A gestão da saúde em Anápolis enfrenta um dos momentos mais delicados dos últimos anos após a divulgação de uma auditoria do Tribunal de Contas dos Municípios de Goiás, que identificou um superfaturamento de R$ 349.737,04 na compra de insumos hospitalares adquiridos com recursos de emendas parlamentares.
Segundo o TCM-GO, a Secretaria Municipal de Saúde pagou valores acima dos preços de referência do próprio tribunal e do Governo Federal. Além disso, o órgão aponta indícios de baixa competitividade no processo licitatório, sugerindo que o edital pode ter favorecido fornecedores específicos.
Como consequência imediata, o Tribunal determinou a suspensão de novos pagamentos à empresa contratada e citou os gestores responsáveis para apresentarem defesa em até 15 dias. O caso também pode evoluir para uma Tomada de Contas Especial, rito mais rigoroso para apurar responsabilidades e buscar ressarcimento ao erário.
A auditoria levanta ainda outra suspeita grave: embora as notas fiscais tenham sido pagas, parte dos materiais não teria entrado fisicamente no estoque, o que coloca em dúvida a fiscalização dos contratos e a rastreabilidade das emendas.
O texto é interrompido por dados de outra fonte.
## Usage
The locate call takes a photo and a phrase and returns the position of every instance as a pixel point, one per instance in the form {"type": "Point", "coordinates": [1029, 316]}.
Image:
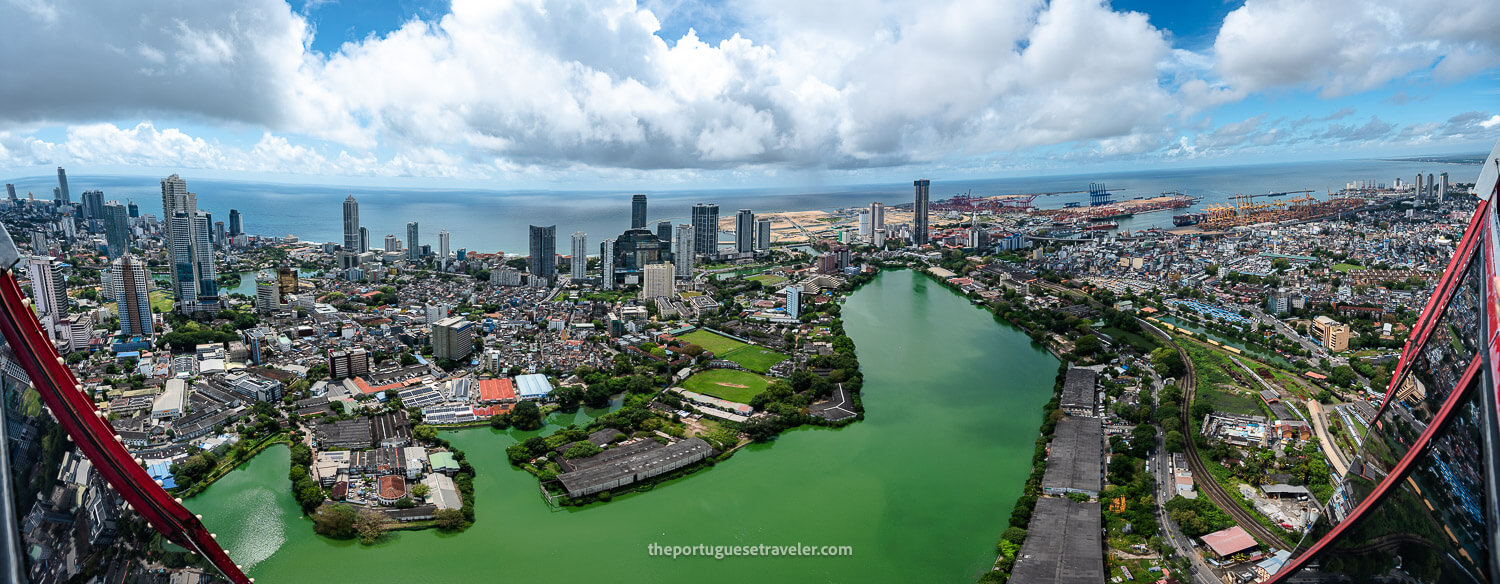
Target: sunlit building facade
{"type": "Point", "coordinates": [1419, 500]}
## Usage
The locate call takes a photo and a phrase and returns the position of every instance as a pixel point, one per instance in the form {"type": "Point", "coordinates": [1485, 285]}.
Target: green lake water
{"type": "Point", "coordinates": [920, 490]}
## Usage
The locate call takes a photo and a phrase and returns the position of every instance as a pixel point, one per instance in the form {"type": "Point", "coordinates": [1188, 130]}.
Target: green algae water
{"type": "Point", "coordinates": [920, 490]}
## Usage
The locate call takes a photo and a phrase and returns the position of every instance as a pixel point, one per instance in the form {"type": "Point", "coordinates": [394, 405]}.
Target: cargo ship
{"type": "Point", "coordinates": [1187, 219]}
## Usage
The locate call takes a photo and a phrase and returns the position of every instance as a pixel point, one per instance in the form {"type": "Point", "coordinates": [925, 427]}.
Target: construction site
{"type": "Point", "coordinates": [1245, 210]}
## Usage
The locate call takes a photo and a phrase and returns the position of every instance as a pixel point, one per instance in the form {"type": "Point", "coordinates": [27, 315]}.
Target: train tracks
{"type": "Point", "coordinates": [1203, 479]}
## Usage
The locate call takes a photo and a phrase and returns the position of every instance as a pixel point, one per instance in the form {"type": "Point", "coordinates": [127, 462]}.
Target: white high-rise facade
{"type": "Point", "coordinates": [683, 251]}
{"type": "Point", "coordinates": [657, 281]}
{"type": "Point", "coordinates": [189, 243]}
{"type": "Point", "coordinates": [48, 290]}
{"type": "Point", "coordinates": [578, 266]}
{"type": "Point", "coordinates": [351, 230]}
{"type": "Point", "coordinates": [132, 288]}
{"type": "Point", "coordinates": [606, 264]}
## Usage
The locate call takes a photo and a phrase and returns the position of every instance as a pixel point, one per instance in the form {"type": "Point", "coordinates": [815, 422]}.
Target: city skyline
{"type": "Point", "coordinates": [1172, 86]}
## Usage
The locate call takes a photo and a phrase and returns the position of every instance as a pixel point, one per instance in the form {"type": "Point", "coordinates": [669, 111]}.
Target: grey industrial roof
{"type": "Point", "coordinates": [345, 434]}
{"type": "Point", "coordinates": [641, 463]}
{"type": "Point", "coordinates": [1062, 545]}
{"type": "Point", "coordinates": [612, 455]}
{"type": "Point", "coordinates": [1077, 388]}
{"type": "Point", "coordinates": [1076, 458]}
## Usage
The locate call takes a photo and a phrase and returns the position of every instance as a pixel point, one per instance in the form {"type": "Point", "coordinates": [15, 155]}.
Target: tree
{"type": "Point", "coordinates": [449, 520]}
{"type": "Point", "coordinates": [371, 526]}
{"type": "Point", "coordinates": [582, 449]}
{"type": "Point", "coordinates": [1173, 442]}
{"type": "Point", "coordinates": [1088, 344]}
{"type": "Point", "coordinates": [1167, 362]}
{"type": "Point", "coordinates": [335, 521]}
{"type": "Point", "coordinates": [527, 415]}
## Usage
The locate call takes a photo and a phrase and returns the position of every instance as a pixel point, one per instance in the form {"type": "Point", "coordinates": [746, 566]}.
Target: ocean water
{"type": "Point", "coordinates": [491, 221]}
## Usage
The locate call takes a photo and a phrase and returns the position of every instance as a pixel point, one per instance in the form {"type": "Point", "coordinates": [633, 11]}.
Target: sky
{"type": "Point", "coordinates": [686, 93]}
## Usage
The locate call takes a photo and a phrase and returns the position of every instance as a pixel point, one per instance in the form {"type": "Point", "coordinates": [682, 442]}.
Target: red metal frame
{"type": "Point", "coordinates": [1394, 478]}
{"type": "Point", "coordinates": [87, 428]}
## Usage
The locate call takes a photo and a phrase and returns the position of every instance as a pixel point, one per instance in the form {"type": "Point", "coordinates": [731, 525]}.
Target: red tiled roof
{"type": "Point", "coordinates": [497, 389]}
{"type": "Point", "coordinates": [1230, 541]}
{"type": "Point", "coordinates": [395, 487]}
{"type": "Point", "coordinates": [363, 386]}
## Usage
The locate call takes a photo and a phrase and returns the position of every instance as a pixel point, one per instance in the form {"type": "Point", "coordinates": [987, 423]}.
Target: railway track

O impacto político é inevitável. Os recursos utilizados vieram de emendas dos deputados Silvye Alves e Ismael Alexandrino, e o caso já provoca questionamentos na Câmara Municipal. A gestão municipal, por sua vez, articula internamente uma resposta técnica. Reuniões entre a Controladoria do Município e equipes administrativas buscam corrigir falhas nos “espelhos” de emendas e ajustar os processos à legislação atual.
Entre os responsáveis citados nos autos estão a então secretária de Saúde Eliane Pereira dos Santos, diretores administrativos e financeiros da pasta e o ex-prefeito Roberto Naves, que responde pela supervisão geral dos atos administrativos no período analisado.
Até o momento, a Secretaria Municipal de Saúde mantém silêncio público, o que é comum em casos de auditoria técnica, já que a defesa costuma ser apresentada primeiro diretamente ao Tribunal de Contas.
O caso agora segue para análise do TCM-GO, que deve avaliar as justificativas apresentadas pela prefeitura nas próximas semanas. Dependendo do resultado, o processo pode gerar responsabilizações administrativas, devolução de valores e até encaminhamentos ao Ministério Público.
O Jornal O Anápolis segue acompanhando cada etapa dessa investigação que coloca a gestão da saúde do município sob forte escrutínio técnico e político.